The bear arrives alone at Paddington Station — the production's opening setpiece is a meticulous staging of the station concourse, with commuters streaming past the small, polite bear sitting on his suitcase. Mrs Brown (Amy Ellen Richardson), heading home from a difficult morning, notices him. Mr Brown (Adrian Der Gregorian), a cautious actuary, is unconvinced. Their daughter Judy (Delilah Bennett-Cardy) and son Jonathan are immediately curious. The bear is named Paddington — after the station, since his Peruvian name is unpronounceable — and reluctantly invited home for the night.

Windsor Gardens

At 32 Windsor Gardens, the Browns' fictional address, Paddington meets Mrs Bird (Bonnie Langford), the family's housekeeper, who alone takes him entirely in her stride. He also meets the family's eccentric and slightly hostile neighbour Mr Curry (Tom Edden). Across Act One, Paddington makes his characteristic series of well-meaning mistakes — the bathroom flood, the marmalade-sandwich incident with the museum staff, the famous bus-ride mishap — while gradually winning over Mr Brown and the wider household.
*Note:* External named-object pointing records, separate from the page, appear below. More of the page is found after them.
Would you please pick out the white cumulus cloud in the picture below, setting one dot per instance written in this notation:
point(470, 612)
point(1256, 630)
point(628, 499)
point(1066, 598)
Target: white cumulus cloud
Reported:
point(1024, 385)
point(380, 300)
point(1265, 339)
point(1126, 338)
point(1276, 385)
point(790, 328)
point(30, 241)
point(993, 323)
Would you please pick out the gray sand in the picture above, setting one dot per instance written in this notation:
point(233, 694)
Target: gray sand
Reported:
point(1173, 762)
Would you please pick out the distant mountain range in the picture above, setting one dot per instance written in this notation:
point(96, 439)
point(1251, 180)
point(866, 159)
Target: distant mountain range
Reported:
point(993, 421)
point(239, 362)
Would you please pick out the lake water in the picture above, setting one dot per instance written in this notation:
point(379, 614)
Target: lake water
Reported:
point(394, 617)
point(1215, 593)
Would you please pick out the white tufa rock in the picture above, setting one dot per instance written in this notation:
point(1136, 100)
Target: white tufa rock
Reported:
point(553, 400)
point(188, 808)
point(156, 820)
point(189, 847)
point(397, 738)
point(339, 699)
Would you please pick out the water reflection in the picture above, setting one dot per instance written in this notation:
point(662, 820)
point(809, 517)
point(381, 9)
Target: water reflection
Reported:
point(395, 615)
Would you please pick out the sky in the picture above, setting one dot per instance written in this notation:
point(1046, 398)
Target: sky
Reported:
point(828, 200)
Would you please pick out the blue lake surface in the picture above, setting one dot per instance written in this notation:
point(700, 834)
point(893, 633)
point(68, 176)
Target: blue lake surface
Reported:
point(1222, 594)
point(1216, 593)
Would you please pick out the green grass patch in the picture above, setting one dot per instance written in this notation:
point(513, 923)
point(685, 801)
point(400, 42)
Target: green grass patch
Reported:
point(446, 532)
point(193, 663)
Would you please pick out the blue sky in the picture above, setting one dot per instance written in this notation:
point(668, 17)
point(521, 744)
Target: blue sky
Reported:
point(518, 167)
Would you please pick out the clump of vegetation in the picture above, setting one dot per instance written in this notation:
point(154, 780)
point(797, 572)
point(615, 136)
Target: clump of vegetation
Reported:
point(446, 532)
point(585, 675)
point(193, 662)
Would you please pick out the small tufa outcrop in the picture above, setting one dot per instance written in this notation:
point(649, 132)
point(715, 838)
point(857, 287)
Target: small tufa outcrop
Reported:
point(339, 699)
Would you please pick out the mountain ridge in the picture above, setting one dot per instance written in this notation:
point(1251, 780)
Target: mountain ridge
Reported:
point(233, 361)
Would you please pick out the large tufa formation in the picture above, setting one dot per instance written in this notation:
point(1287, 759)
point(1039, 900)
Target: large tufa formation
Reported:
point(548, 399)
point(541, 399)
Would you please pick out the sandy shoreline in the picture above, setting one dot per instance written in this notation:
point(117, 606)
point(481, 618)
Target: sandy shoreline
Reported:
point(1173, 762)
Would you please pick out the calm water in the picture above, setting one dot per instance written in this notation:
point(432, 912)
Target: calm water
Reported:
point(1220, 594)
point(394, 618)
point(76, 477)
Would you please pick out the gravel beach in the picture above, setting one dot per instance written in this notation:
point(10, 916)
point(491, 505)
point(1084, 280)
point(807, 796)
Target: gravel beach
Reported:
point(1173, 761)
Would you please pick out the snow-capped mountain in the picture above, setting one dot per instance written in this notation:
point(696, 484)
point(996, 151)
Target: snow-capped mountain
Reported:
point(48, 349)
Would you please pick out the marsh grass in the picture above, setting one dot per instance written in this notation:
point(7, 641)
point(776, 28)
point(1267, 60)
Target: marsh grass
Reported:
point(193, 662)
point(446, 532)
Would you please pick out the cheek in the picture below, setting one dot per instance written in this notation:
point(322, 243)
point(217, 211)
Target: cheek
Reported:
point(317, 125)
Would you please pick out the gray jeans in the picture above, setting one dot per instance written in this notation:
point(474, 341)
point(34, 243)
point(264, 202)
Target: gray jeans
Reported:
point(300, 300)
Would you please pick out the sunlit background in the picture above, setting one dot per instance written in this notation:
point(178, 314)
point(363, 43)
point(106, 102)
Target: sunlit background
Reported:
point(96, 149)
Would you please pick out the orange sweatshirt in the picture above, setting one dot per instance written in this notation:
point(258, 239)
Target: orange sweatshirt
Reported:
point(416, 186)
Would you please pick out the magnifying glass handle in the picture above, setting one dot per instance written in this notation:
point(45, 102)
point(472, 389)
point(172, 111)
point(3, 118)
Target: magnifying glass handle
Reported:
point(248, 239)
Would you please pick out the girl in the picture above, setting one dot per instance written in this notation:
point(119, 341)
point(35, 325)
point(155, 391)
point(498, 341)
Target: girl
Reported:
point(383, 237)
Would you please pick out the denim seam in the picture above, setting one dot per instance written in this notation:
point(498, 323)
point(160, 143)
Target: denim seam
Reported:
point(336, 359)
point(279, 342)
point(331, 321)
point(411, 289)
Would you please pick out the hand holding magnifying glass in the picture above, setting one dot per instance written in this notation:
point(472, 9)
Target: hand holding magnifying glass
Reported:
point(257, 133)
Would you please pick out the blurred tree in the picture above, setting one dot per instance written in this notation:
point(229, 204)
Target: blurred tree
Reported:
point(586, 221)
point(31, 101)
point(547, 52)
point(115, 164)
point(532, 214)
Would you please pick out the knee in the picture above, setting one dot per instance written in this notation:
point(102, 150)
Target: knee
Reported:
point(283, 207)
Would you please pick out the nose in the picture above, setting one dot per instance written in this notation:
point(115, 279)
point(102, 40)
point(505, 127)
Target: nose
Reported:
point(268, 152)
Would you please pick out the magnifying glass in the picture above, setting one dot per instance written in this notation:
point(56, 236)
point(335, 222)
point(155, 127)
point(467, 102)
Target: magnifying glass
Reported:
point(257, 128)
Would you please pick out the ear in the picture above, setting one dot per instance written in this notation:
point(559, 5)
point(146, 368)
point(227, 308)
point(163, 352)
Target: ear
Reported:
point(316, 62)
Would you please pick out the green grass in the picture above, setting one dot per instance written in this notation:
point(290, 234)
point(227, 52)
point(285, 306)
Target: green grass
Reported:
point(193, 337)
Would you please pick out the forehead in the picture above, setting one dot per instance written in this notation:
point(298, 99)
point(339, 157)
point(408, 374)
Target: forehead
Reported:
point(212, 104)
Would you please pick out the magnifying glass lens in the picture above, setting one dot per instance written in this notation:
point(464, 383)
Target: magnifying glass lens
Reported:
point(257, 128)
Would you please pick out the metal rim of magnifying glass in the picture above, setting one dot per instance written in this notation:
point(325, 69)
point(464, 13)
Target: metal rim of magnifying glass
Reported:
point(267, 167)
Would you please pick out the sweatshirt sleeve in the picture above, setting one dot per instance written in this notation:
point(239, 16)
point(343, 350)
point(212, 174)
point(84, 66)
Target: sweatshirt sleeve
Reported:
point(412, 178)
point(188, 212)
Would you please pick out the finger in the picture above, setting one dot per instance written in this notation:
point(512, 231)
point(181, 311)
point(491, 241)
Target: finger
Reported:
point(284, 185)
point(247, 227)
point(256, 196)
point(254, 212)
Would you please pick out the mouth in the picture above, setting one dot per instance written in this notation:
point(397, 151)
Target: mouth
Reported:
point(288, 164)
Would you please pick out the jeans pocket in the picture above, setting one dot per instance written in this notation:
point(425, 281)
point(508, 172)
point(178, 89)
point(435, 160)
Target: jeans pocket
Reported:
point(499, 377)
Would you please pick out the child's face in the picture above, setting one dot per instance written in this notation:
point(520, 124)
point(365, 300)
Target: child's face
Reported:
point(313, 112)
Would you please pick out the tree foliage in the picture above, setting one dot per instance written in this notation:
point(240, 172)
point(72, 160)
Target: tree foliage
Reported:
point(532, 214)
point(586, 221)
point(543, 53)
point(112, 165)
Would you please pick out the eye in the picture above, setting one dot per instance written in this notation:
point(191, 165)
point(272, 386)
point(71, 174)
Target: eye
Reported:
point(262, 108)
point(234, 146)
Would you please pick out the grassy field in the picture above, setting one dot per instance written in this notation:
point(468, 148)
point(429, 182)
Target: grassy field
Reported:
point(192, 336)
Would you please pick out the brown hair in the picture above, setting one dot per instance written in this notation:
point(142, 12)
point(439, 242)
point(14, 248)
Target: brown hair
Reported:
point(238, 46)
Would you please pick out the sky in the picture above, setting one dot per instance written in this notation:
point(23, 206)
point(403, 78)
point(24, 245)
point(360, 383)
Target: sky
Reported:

The act closes with Paddington beginning to feel that London might, after all, be home.

The villain

Act Two introduces Millicent Clyde (Victoria Hamilton-Barritt), a vengeful villain with a personal grudge against the explorer who once visited Paddington's tribe. Discovering that the rare bear has come to London, she resolves to capture him and add him to her natural-history collection. Her assistant is the bumbling and unsettling Mr Curry (Tom Edden in the original cast doubles the role). The Act Two plot follows Paddington's abduction, the Browns' realisation, and their pursuit across London — with set-pieces at the Natural History Museum and a climactic chase that uses Tom Pye's revolving set design to particularly strong effect.

The rescue

The rescue itself becomes the show's emotional centre — Mrs Brown's ballad One of Us (performed in the show by Mrs Brown when Paddington is first feared lost, and reprised at the climax) makes explicit what has been implied throughout: that the family does not have to choose between protecting itself and welcoming this particular small bear, because he is now indistinguishable from family. The villain is defeated by a combination of marmalade, Mrs Bird's competence, and the kind of geometric ensemble physical comedy at which Luke Sheppard's productions excel.

The ending

Paddington is granted permanent residence at Windsor Gardens. The show closes with the cast joined on stage by Arti Shah and James Hameed — the two performers who jointly bring the bear to life — stepping forward as themselves, an unforced moment of theatrical honesty that has become one of the production's most-praised choices. It is a final acknowledgement that this is, in the end, a show about human kindness made visible through a small fictional bear.